Comprehensive Study Finds Mutations In Non-coding Genome Are Infrequent Drivers Of Cancer

A clearer picture of how DNA changes lead to cancer has emerged, following the most comprehensive evaluation of non-coding driver mutations to date by researchers at the Wellcome Sanger Institute, the Broad Institute of MIT and Harvard, Massachusetts General Hospital (MGH), Aarhus University Hospital and their collaborators.

The study, published today (5 February) in Nature as part of a global Pan-Cancer Project*, discovered several new cancer drivers in non-coding genes. The overall conclusion, however, reaffirms that the vast majority of cancer drivers occur in protein-coding regions of the human genome. This knowledge will help to focus efforts on discovering new causes and treatments for cancer.

Also published today in Nature and related journals, are 22 further studies from the Pan-Cancer Project. The project represents an unprecedented international exploration of 2,600 cancer genomes, which significantly improves our fundamental understanding of cancer and zeros-in on mechanisms of cancer development.

Driver mutations are DNA changes that ‘drive’ cells down the path towards cancer. Depending on the type of cancer, anywhere from one to ten driver mutations are required for cancer to develop**.

Most large-scale genomic studies of cancer to date have focused on detecting driver mutations in protein-coding genes. As these coding sequences represent less than two per cent of the human genome, investigations into the remaining 98 per cent of the ‘non-coding’ genome*** have taken place in recent years. In 2013, driver mutations were discovered in the non-coding TERT gene across many cancer types, raising the possibility that there may be numerous non-coding driver mutations in the ‘dark matter’ of the genome.

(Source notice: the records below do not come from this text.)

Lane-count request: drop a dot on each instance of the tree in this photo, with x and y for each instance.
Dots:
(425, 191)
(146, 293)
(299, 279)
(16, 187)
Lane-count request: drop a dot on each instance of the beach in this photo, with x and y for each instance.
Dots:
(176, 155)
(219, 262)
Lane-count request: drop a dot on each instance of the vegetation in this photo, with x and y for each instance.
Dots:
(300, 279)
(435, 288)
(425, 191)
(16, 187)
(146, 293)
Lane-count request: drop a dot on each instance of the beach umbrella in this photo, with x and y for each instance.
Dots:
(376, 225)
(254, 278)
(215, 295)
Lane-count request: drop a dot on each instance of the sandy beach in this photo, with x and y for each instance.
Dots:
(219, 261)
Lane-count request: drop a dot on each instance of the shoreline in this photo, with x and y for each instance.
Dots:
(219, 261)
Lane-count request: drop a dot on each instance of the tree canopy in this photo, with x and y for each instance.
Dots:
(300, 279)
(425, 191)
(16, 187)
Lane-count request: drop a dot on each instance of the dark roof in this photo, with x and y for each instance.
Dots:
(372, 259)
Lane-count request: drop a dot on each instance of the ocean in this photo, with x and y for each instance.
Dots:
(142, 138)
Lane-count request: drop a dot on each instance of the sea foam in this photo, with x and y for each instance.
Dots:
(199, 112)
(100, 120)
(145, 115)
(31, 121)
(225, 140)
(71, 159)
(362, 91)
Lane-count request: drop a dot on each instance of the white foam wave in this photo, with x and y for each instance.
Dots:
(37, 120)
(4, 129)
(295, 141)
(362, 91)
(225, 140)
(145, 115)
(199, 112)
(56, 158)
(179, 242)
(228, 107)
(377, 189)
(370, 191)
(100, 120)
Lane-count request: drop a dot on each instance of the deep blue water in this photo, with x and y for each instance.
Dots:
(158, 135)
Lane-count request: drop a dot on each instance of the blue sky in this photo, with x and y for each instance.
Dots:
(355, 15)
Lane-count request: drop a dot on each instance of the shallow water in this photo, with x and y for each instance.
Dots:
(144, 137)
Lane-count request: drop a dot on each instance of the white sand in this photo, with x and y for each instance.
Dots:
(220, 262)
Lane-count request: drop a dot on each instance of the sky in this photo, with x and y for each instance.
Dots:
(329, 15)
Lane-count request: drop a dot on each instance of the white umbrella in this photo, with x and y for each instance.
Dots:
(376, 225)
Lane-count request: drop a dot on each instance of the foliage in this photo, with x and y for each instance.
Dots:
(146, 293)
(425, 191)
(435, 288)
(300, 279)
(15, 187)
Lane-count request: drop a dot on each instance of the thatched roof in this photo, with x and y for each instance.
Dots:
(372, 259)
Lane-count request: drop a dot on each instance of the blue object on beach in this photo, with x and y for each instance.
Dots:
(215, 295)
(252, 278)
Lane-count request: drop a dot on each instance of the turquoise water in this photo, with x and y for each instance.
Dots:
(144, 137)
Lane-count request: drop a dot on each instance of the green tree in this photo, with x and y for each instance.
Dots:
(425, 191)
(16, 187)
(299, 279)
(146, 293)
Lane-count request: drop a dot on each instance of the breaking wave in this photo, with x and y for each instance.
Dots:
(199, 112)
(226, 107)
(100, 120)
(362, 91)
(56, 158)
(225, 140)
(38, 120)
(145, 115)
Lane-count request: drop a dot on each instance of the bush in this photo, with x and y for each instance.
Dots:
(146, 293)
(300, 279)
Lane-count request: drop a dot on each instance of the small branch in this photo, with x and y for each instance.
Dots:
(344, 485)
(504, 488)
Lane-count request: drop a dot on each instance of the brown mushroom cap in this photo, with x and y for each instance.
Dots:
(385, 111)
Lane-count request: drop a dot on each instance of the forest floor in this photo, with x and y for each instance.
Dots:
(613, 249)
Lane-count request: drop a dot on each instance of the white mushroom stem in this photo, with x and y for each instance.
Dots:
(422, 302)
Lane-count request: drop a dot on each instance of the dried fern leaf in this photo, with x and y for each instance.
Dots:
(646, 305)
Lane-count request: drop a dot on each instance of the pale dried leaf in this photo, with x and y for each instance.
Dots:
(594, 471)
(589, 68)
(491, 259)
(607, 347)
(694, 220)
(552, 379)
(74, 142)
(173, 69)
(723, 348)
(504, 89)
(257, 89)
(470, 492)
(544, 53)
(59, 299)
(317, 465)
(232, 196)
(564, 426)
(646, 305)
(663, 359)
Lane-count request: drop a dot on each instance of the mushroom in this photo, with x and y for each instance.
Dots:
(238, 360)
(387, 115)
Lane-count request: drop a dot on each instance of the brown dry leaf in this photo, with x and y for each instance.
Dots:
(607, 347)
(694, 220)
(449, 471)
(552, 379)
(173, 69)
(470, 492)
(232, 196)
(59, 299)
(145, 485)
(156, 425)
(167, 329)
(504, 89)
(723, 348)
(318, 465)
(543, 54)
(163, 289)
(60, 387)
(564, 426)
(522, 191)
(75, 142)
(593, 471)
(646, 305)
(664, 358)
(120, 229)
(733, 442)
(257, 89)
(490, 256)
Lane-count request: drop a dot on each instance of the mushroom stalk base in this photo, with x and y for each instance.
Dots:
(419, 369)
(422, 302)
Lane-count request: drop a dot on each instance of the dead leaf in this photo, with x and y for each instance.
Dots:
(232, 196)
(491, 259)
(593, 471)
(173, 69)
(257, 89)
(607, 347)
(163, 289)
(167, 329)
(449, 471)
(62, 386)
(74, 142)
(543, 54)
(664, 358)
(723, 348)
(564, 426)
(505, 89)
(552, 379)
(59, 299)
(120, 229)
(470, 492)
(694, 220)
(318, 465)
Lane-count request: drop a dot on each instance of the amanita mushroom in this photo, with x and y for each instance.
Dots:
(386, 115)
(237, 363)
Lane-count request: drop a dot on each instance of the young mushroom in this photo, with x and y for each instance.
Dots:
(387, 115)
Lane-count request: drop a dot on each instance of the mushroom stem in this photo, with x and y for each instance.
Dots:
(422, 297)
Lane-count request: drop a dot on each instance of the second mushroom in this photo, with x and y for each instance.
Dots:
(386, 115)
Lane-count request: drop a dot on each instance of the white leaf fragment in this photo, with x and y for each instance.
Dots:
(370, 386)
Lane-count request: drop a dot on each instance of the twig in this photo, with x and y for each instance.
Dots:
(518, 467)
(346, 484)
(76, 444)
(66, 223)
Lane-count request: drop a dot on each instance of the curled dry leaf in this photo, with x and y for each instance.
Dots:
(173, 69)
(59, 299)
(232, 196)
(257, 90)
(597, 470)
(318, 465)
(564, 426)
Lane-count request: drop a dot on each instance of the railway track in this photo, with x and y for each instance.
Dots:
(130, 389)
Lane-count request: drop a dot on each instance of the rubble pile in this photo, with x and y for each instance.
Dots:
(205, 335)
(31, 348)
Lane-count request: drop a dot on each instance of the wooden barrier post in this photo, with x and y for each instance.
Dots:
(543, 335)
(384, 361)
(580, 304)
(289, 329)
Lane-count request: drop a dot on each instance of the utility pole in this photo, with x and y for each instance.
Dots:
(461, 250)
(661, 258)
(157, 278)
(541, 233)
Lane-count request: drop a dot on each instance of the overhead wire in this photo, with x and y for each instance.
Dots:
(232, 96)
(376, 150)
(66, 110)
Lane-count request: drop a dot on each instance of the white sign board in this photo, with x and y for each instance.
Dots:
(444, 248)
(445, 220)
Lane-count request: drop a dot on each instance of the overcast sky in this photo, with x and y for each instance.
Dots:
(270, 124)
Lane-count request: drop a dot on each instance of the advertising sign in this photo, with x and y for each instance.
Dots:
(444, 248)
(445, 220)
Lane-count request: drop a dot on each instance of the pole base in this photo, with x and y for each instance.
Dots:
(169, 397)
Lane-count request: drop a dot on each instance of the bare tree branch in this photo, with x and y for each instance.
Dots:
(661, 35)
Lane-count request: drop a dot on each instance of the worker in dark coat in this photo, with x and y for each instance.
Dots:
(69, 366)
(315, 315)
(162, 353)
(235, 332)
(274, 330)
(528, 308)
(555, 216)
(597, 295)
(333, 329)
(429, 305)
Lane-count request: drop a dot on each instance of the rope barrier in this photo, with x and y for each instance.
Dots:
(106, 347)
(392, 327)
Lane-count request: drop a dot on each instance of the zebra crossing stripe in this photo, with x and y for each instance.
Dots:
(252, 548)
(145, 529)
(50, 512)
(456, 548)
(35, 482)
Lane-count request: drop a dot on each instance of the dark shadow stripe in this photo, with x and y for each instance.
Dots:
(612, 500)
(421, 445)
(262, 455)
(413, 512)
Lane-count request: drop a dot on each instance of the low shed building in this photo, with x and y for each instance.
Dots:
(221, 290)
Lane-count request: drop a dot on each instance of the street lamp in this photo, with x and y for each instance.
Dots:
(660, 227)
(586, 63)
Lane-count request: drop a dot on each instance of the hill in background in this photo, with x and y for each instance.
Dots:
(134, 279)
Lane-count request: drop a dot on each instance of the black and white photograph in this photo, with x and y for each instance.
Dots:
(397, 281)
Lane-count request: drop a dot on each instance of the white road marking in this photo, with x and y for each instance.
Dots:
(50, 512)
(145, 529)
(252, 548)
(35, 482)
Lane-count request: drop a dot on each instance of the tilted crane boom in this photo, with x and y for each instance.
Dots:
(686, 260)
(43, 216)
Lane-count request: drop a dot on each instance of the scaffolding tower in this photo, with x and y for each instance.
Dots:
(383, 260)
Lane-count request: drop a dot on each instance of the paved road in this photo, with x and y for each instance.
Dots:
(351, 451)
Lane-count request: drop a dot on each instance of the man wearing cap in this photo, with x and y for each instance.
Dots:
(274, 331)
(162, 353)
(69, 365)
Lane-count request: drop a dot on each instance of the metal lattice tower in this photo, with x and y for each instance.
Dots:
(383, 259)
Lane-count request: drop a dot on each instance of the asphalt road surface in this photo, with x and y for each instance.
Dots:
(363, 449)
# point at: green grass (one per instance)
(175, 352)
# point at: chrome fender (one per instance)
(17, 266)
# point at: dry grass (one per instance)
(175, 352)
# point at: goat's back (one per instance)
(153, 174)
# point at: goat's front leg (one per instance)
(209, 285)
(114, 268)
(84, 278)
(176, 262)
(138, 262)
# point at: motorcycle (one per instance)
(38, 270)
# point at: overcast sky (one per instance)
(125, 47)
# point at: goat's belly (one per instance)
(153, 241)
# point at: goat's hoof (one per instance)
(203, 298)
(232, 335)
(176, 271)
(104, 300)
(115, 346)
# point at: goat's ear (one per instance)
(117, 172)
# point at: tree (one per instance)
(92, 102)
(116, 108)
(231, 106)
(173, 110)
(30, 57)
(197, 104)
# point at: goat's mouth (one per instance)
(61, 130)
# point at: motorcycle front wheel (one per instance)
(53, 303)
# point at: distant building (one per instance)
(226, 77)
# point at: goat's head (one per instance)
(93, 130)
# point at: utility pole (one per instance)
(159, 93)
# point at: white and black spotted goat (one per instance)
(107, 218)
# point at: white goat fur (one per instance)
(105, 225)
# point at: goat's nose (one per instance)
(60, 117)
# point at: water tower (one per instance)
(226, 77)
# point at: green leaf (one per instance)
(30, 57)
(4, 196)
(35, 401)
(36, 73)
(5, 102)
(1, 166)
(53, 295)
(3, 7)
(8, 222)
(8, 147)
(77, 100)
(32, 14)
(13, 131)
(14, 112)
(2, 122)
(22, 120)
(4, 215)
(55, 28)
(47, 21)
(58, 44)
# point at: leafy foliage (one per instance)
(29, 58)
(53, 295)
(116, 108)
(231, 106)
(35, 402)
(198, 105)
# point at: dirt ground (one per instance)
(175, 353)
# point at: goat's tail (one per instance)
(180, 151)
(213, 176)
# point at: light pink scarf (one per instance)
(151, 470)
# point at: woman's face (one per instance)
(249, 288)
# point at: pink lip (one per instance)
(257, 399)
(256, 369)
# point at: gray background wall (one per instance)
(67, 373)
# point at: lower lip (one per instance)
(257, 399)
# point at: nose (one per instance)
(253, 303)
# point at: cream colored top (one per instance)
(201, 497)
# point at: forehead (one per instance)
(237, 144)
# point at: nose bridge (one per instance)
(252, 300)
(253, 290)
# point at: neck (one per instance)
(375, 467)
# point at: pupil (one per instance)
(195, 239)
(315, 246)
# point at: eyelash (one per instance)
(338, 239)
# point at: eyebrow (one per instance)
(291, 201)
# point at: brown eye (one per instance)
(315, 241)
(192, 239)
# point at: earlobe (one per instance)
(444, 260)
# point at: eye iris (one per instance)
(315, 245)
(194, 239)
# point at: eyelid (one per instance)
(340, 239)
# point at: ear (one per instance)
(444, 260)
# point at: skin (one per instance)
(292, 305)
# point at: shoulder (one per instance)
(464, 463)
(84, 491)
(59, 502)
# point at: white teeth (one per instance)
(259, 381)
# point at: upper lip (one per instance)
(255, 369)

This study is the most comprehensive evaluation of the extent of non-coding driver mutations in cancer to date, in terms of the number of methods employed, number of samples analysed, and the number of cancer, genome region and mutation types studied. Overall, 2,600 genomes of 38 different tumour types were analysed.

The team identified a number of new non-coding cancer-driving mutations, such as non-coding mutations in the 5’ untranslated region of the TP53 gene, which are associated with this gene being less strongly expressed, or ‘turned off’.

The results concluded, however, that mutations in the regulatory sequences surrounding cancer genes are relatively rare. Excluding mutations in the TERT gene, the number of non-coding driver mutations identified equated to around one (or fewer) in every 100 tumours. In comparison, protein-coding regions often harbour several driver mutations per tumour. Some non-coding drivers identified in previous studies were found to be the result of less accurate methodologies or the result of previously uncharacterised hyper-mutation processes.

Dr Federico Abascal, of the Wellcome Sanger Institute, said: “The fact that our results contrast so strongly with other studies is largely down to how rigorous our analysis has been. Despite using numerous methods, the largest dataset currently available and surveying a wide range of non-coding regions of the genome, we found very few genuine driver mutations outside protein-coding genes.”

Dr Gad Getz, of the Broad Institute and MGH, said: “The non-coding driver mutations we identified, such as in the TP53 gene, add to the short list of non-coding driver mutations that already includes TERT, FOXA1 and a few other genes. By rigorously analysing the mechanisms that contribute to increased mutation rates, we were not only able to find new drivers but also raise doubts about previously reported ones that are affected by local mutational processes and artefacts uncovered in our study. We hope that our analysis will serve as the basis for future cancer genome studies.”

This unexpected result has important implications for the treatment of cancer. While technological advancements and larger cohorts will undoubtedly lead to the discovery of more non-coding driver mutations, it is unlikely that the ratio of coding to non-coding drivers will change significantly. This implies that efforts to develop new cancer treatments should primarily focus on protein-coding genes.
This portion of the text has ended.